52 / 59
18
1
しおりを挟む相馬主殿は、土方達と合流することになった。また、市村からの提案であった、『近藤の弔いをする』というのも、行うことにした。幸い、土方宛に近藤の髪の一房が届けられている。それを、三つに分けることにした。

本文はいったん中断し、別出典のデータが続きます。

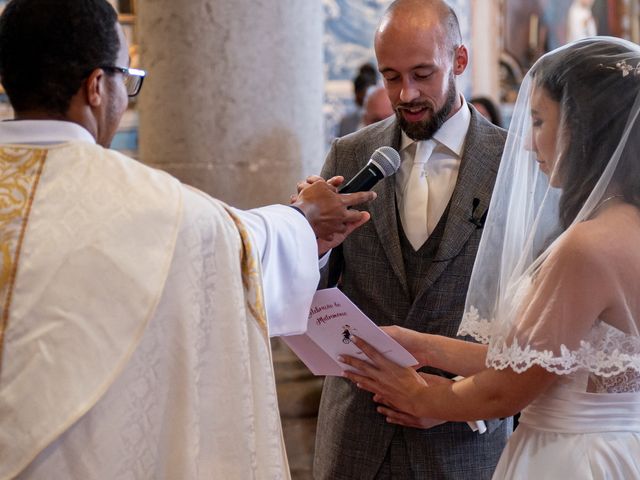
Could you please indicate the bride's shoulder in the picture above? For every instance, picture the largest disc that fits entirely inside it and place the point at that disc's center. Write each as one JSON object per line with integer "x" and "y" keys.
{"x": 584, "y": 242}
{"x": 598, "y": 239}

一つは、松平容保が取り計らってくれた、会津天寧寺に埋めることにした。土方が会津滞在中に指示して作らせた墓があるからだ。もう一つは、近藤が生前親しくしていた、京・誓願寺の僧侶に頼む事にした。誓願寺は、謡曲の舞台にも成り和泉式部に縁のある古刹である。ここの和尚と近藤が昵懇だったというので、人をやって弔って貰うことにした。最後の一つは、土方が持つことにした。松平容保が付けた戒名と共に、肌身離さず持つことにした。

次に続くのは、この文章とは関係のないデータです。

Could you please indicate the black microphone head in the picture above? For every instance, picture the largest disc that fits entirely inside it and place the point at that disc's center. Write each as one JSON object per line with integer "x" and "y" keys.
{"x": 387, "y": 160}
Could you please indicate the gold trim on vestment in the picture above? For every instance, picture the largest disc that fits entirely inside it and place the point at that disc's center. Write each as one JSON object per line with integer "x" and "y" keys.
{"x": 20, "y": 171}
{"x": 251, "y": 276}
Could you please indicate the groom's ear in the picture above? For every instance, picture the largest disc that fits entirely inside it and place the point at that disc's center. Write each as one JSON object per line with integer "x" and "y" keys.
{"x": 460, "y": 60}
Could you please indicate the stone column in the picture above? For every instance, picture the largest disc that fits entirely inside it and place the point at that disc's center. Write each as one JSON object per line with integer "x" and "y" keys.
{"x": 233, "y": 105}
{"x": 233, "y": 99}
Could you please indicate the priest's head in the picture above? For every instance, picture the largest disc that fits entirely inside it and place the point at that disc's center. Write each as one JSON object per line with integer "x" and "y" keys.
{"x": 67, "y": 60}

土方が近藤を弔うという話は、方々に伝わったらしく、伝習隊や回天隊の者達からも、いくらか預かった。なので、京の誓願寺に、ひっそりと近藤の慰霊の碑を建てようと言うことになった。石碑と言っても墓石のようなものを想定していた。それに、施主として、土方を初め、新撰組の者達、金を出してくれた、伝習隊・回天隊の者達の名も刻む予定だった。土方が、使いにやったのは、若い隊士だった。このまま、戻らなくとも良いという気持ちだった。若い者から、未来を摘む気にはなれなかった。このまま、戦えば、戦死か刑死か、待ち受けるのはどちらかだろうという気持ちだった。

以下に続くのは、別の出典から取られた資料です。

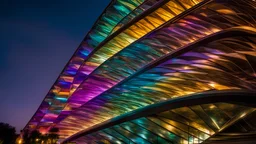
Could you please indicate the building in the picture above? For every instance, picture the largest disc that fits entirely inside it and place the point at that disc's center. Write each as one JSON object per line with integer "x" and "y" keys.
{"x": 159, "y": 71}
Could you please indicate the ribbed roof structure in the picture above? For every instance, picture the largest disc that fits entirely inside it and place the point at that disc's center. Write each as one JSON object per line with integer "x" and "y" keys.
{"x": 142, "y": 53}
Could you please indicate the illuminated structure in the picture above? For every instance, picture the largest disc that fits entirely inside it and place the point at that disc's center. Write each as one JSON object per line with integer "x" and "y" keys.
{"x": 159, "y": 71}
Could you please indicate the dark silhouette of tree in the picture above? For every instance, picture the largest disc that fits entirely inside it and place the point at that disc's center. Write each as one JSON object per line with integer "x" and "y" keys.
{"x": 7, "y": 134}
{"x": 35, "y": 137}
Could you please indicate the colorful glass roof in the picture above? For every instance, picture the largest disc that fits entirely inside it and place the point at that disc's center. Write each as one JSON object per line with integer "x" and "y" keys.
{"x": 143, "y": 52}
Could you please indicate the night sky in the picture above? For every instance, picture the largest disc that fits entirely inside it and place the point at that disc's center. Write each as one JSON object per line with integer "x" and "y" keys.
{"x": 37, "y": 38}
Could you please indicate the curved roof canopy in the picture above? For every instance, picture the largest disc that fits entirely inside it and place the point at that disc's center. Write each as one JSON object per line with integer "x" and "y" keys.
{"x": 142, "y": 52}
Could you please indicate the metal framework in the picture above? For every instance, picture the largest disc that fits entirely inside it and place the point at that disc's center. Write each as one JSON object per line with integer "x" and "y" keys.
{"x": 146, "y": 52}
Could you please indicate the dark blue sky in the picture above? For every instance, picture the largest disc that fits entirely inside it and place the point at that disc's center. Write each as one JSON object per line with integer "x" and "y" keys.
{"x": 37, "y": 38}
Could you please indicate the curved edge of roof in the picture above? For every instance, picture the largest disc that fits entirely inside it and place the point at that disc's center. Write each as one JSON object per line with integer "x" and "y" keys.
{"x": 241, "y": 97}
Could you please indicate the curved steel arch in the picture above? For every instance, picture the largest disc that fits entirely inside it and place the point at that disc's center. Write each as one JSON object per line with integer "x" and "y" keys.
{"x": 238, "y": 97}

母成峠の戦いの後、土方は米沢に援軍を求めたが、断られた。そのまま、母成峠は惨敗。母成峠から半月も過ぎたが、仙台の態度も定まらない。降伏するとも言われていたが、それすら解らないという有様だった。
先の事がよく解らないという、悶々とした状況の中、土方の元に、一人の客が訪れた。初老の男だった。小男、と言うのがぴったり来るような、痩せた小柄な男だった。年のせいだろう、曲げが寂しい。その曲げにも白いものが混じっているほどだった。その浅黒くて痩せこけた男の顔を見て、驚いたのは、島田魁だった。
「平間さん……っ!」と声を喪って驚く島田に「取調方の……島田さんでしたか。お久しぶりです」と男―――平間重助はゆっくりと一礼をした。
島田は声も出ないほど驚いた。思わず土方を見るが、土方は平然としている。
(平間さん……と言ったら、芹沢さんの生家からの傳役のような人だったと聞いている。芹沢さんの暗殺事件の時は、唯一生き残って、どこかに逃亡したという話だったはずだ…………その人が、なぜ、土方さんの所に来るんだ?)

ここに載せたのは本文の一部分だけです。